Mundo y Economía dergisinin hazırladığı haber ve bütün bu raporlarda yer alan öngörü parametreleri neredeyse hep aynı. Genç ve dinamik bir nüfus, sürekli istikrarla büyüyen ekonomi, sanayi ve yatırımlar. Ekonomik küçülme yaşayacak ülkelerde ise sorun net; yaşlı nüfus ve durgunlaşan ekonomik hareketlenme. Dergi ekonomistlerine göre işte bu nedenle kişi başına düşen milli gelirde ülke sıralamasında yer değiştirmeler yaşanacak.

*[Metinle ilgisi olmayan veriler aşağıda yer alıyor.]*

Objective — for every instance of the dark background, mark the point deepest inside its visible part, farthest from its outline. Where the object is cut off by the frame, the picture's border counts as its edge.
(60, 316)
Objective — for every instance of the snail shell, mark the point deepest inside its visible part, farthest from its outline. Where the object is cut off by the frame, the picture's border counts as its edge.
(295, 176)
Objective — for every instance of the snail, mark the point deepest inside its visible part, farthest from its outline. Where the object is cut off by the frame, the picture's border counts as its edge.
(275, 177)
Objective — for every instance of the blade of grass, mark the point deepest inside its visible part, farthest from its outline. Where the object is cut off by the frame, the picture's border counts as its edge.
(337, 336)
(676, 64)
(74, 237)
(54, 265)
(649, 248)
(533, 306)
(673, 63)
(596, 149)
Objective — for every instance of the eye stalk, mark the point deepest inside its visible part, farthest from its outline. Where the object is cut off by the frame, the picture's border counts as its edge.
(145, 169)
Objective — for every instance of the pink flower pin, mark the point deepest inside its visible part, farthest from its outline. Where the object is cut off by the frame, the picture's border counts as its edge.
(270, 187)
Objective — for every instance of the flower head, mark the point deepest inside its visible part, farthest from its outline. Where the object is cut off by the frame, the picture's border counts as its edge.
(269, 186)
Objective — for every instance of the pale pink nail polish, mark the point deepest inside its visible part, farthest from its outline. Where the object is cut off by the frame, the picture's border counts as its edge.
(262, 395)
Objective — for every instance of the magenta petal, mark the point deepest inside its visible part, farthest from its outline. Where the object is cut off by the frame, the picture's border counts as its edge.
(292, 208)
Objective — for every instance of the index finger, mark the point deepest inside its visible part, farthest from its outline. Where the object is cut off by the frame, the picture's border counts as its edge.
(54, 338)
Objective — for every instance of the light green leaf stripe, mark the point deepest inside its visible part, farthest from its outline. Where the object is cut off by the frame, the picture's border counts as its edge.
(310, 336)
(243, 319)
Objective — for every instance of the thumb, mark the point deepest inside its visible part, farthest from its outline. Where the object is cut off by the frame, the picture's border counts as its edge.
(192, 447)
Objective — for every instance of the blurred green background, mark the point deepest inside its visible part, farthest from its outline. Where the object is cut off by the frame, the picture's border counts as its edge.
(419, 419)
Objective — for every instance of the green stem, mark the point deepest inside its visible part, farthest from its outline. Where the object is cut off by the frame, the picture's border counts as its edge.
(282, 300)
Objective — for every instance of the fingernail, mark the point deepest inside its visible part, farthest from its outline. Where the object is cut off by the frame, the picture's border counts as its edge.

Türkiye ile ilgili olarak şunlar var.
“Türkiye ekonomisi oldukça uzun bir durgunluk döneminden sonra etkileyici bir toparlanma yaşıyor. Bugün, ülkenin GSYİH'sı 2 trilyon avroyu aşıyor. Bu, ülkeyi dünya çapında on üçüncü sıraya yerleştiriyor. Türkiye'nin uygun demografi ve artan yabancı yatırım gibi diğer faktörler sayesinde ekonomik olarak büyümeye devam etmesi bekleniyor. Bu, 2030'da Türkiye'nin dünyanın beşinci büyük ekonomisi olacağı anlamına geliyor.”
Çin’in birinci, Hindistan’ın ikinci, ABD’nin üçüncü ve Endonezya’nın da dördüncü sırada geleceğini yazan derginin diğer ülkelerle ilgili tespitleriyse şöyle.
Güneydoğu Asya'nın en büyüğü olan Endonezya da genç bir nüfusa ve giderek artan işgücüne sahip. Başkan Trump'ın ABD'nin küresel ekonomideki baskın konumunu sürdürme çabalarına rağmen, ülke 2030'da bugün sahip olduğu ikinciliği ve hegemonik konumunu kaybedecek. Hindistan’ın 2022'de %7,2 daha büyümesi bekleniyor. Aslında Hindistan'ın bu on yılda dünyanın en hızlı büyüyen ülkesi olması bekleniyor. Sürekli büyüyen işgücü, belirli ekonomik reformlar ve yatırımlarla birleştiğinde, ulusun maliyesi için harikalar yaratacak gibi görünüyor. Ve Çin. Bütün raporda geleceğin ekonomik lideri olarak görülen Çin dergi analizinde de 2030’un en büyük ekonomik gücü olarak tespit ediliyor.